Jay-Z had a full-blown painting done by artist Henry Taylor for his cover of the new issue of T Magazine—nothing but the best for one of the reigning kings of American culture! Inside the issue, the music mogul engages in a wide-ranging interview with The New York Times‘ executive editor Dean Baquet about being a black man in America, parenting, marriage, and his sense of self. Below are a few excerpts; read the full piece here.
On racism in America during the Donald Trump era:
“Yeah, there was a great Kanye West line in one of [his] songs: ‘‘Racism’s still alive, they just be concealin’ it.’ [‘‘Never Let Me Down,’’ from West’s 2004 album, The College Dropout.] Take a step back. I think when Donald Sterling got kicked out of the N.B.A., I thought it was a misstep, because when you kick someone out, of course he’s done wrong, right? But you also send everyone else back in hiding. People talk like that. They talk like that. Let’s deal with that. I wouldn’t just, like, leave him alone. It should have been some sort of penalties. He could have lost some draft picks. But getting rid of him just made everyone else go back into hiding, and now we can’t have the dialogue. The great thing about Donald Trump being president is now we’re forced to have the dialogue. Now we’re having the conversation on the large scale; he’s provided the platform for us to have the conversation.”
On raising his children:
“The most important thing I think out of all this is to teach compassion and to identify with everyone’s struggle and to know these people made these sacrifices for us to be where we are and to push that forward — for us. I believe that’s the most important thing to show them, because they don’t have to know things that I knew growing up. Like being tough.”

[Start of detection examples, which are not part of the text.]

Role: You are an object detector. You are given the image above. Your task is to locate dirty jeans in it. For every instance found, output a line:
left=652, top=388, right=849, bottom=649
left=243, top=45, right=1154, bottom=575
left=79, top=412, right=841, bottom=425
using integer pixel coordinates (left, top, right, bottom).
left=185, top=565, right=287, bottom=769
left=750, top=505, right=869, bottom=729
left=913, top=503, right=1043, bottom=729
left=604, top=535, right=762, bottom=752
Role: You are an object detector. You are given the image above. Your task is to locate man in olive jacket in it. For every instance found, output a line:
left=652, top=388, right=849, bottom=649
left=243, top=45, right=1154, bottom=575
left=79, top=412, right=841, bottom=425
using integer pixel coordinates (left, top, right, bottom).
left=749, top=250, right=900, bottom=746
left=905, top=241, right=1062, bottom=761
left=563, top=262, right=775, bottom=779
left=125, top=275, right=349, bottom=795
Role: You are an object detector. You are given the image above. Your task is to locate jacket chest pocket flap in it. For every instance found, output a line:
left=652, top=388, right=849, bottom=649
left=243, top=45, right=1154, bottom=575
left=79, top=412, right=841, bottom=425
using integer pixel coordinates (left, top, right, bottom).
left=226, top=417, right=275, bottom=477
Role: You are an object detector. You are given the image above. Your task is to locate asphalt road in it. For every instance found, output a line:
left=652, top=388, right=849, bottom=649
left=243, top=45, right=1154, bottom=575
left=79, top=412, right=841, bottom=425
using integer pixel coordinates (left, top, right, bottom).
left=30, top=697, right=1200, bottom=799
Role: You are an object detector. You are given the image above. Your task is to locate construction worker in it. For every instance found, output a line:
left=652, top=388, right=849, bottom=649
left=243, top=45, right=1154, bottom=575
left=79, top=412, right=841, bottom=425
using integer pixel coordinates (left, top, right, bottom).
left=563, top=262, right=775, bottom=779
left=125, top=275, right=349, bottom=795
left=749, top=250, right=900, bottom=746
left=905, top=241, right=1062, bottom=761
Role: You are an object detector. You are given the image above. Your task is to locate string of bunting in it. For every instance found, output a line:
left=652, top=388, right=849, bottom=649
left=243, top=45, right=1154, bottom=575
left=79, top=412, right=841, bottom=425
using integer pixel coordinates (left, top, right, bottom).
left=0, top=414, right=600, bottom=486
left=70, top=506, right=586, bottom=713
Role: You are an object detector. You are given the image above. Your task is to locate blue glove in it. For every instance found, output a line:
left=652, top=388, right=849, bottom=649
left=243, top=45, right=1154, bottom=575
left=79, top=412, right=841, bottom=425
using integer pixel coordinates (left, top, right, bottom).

“I grew so much from the experience. But I think the most important thing I got is that everything is connected. Every emotion is connected and it comes from somewhere. And just being aware of it. Being aware of it in everyday life puts you at such a … you’re at such an advantage. You know, you realize that if someone’s racist toward you, it ain’t about you. It’s about their upbringing and what happened to them, and how that led them to this point. You know, most bullies bully. It just happen. Oh, you got bullied as a kid so you trying to bully me. I understand.”